Decyzja władz województwa podyktowana została szeregiem analiz i badań, których wyniki były niestety jednoznaczne. Na Śląsku oddycha się źle. W szczycie sezonu grzewczego, normy szkodliwych substancji w atmosferze są przekroczone kilkukrotnie. Jednym ze źródeł problemu są gospodarstwa domowe, skąd pochodzi ponad połowa zanieczyszczeń powietrza na tym obszarze.
Uchwała antysmogowa ma zapobiegać negatywnemu oddziaływaniu zanieczyszczeń na zdrowie ludzi i na środowisko. Jednym ze sposobów na to jest nałożenie na mieszkańców województwa szeregu obowiązków związanych z dbaniem o jakość atmosfery.
Przyjęte w kwietniu 2017 roku prawo wprowadziło na obszarze województwa śląskiego ograniczenia w zakresie eksploatacji instalacji, w których następuje spalanie paliw stałych. W szczególności chodzi o kotły, kominki i piece, które dostarczają ciepło do systemu centralnego ogrzewania lub wydzielają ciepło, a nie spełniają odpowiedniego standardu emisyjnego.
Ponadto radni zdecydowali się wprowadzić zakaz spalania węgla brunatnego i produktów z jego udziałem, niektórych paliw, a także biomasy stałej, o określonym poziomie wilgotności w stanie roboczym.
Dla zwykłego mieszkańca najważniejszą kwestią są jednak określone terminy, do których powinno się wymienić piece na urządzenia spełniające obowiązujące normy ekologiczne. Obowiązek ten uzależniono od daty produkcji użytkowanego urządzenia.
Do końca 2021 roku muszą to zrobić użytkownicy pieców ponad 10-letnich lub urządzeń pozbawionych tabliczki znamionowej. Zgodnie z zapisami uchwały od stycznia przyszłego roku korzystanie z nich będzie zabronione. Ponadto do końca 2023 roku wymienione muszą zostać kotły liczące od pięciu do dziesięciu lat od daty ich produkcji, do końca 2025 roku – te poniżej pięciu lat od daty ich produkcji, a z końcem 2027 roku – kotły trzeciej lub czwartej klasy.

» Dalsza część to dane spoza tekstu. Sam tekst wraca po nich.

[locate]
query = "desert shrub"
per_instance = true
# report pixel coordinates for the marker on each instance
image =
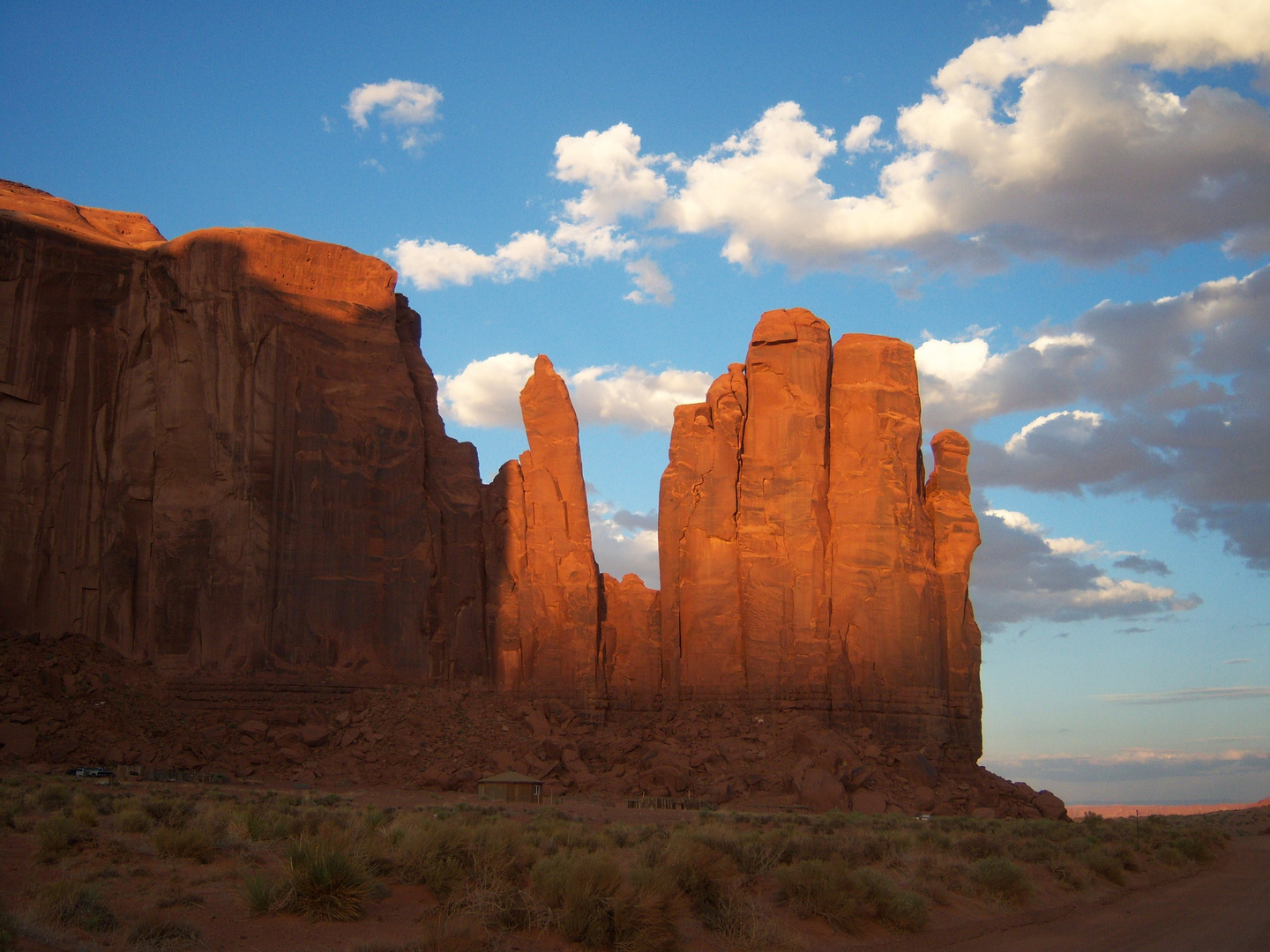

Ci, którzy korzystają więc jeszcze z najstarszych urządzeń, powinni szybko pomysleć nad niezbędną inwestycją. Zaniedbanie w tym temacie będzie mogło skutkować nieprzyjemnymi konsekwencjami finansowymi. Prawo ochrony środowiska przewiduje bowiem instrument karania za zlekceważenie zapisów uchwały sejmiku województwa. Grzywna może być nałożona nawet do wysokości 5 tys. zł.